Now we are at a critical point--we have been able to help a few people a lot and a few hundred people a little and maybe that is enough. You know there are different ways to improve someone's condition. You know that small simple things can really make a difference—things like trust and caring.
We have helped some people use their capabilities and advance in their lives—to study, to play music, to use a computer, to dance, to teach...
I was writing to one blind man in Russia about sending white canes and he said: No, they are not canes! They are magic wands! I said: I hope so--I have told people that they will help people to walk.
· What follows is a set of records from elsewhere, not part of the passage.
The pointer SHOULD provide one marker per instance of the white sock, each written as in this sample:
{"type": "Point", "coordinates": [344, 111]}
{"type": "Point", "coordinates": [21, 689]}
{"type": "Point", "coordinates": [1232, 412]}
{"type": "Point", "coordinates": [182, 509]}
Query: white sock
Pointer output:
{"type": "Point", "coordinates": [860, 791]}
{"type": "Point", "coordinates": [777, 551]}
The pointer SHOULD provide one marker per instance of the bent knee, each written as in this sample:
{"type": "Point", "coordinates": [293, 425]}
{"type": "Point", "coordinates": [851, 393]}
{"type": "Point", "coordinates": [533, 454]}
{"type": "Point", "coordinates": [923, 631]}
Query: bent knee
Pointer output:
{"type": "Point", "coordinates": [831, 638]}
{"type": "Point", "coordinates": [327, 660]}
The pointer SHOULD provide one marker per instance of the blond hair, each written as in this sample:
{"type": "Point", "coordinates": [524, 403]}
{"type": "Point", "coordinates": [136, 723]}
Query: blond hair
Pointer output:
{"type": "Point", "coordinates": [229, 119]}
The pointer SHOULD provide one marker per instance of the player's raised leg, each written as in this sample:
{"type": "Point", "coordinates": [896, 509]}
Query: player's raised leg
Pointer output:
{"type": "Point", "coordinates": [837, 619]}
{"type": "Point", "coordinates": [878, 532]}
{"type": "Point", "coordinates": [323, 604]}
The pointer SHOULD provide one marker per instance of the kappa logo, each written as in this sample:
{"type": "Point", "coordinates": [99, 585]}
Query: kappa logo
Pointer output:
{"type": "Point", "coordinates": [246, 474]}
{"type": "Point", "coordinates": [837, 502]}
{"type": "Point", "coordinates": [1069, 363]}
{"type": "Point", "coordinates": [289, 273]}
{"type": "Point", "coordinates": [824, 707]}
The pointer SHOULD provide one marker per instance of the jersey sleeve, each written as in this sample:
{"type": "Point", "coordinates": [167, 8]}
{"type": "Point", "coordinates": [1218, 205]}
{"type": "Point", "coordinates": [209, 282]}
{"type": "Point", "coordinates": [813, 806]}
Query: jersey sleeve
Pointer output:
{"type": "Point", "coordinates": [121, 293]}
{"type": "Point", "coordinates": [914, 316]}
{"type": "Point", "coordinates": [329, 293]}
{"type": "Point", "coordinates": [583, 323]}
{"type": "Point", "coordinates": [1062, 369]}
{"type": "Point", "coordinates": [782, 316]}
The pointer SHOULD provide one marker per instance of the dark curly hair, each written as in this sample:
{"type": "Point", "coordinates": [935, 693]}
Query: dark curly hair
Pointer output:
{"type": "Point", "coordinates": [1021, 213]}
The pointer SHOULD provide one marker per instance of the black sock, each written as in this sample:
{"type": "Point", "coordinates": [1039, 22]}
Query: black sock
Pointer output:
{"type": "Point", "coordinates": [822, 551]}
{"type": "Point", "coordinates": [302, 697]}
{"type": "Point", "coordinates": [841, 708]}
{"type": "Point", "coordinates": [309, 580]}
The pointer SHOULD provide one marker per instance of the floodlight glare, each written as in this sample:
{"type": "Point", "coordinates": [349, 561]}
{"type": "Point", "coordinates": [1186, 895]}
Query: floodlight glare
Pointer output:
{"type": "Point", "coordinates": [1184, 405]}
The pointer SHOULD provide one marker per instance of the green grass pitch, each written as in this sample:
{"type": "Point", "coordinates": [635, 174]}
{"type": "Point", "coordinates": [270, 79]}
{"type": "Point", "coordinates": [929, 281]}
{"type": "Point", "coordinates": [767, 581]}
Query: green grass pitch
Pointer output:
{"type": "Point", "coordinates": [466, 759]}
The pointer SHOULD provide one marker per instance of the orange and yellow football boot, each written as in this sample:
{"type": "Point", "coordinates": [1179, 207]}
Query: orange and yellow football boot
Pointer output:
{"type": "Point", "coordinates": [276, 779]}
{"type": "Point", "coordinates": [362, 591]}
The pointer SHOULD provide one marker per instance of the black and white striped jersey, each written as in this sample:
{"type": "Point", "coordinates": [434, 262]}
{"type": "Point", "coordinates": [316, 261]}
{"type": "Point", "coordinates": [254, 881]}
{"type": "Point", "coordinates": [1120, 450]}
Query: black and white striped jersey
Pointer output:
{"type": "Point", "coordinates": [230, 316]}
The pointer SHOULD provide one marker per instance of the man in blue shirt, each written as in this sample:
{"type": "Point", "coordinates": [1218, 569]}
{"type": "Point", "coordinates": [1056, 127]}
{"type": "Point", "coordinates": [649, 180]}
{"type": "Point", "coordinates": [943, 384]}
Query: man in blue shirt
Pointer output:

He said: They change life style dramatically! Not just walk but increase self-confidence and self-respect!
So I had a fantasy of 11,000 visually impaired people moving down Nevsky Prospekt with their white canes so nobody in St. Petersburg could say they never saw a blind person.
Our wish is to have people living a fulfilling productive creative life...and by the way they are blind.
We are the only group in America dedicated to helping talented blind people in the former Soviet Union. This is a strange place to be in, in both countries. We are guided by the example of Svetlana's father and by our concern for the people we know and care about now.
We have no bureaucracy, no staff, no paperwork, no third-party payments. Our administrative overhead is our kitchen table. We are reliable—when we say we will do something we do it, after many international institutions and organizations made promises they didn’t keep; no wonder blind people were skeptical of us. Many of them still wonder why we do it when they don’t know anyone in Russia who will help them.
We ask ourselves how we can help people who are being ignored, neglected, treated badly, punished because they have a difficult physical condition. Who would understand what we are dealing with? That's why this is our first public appearance--we think you understand that we are walking a fine line. We know there is more we could do if we had some help.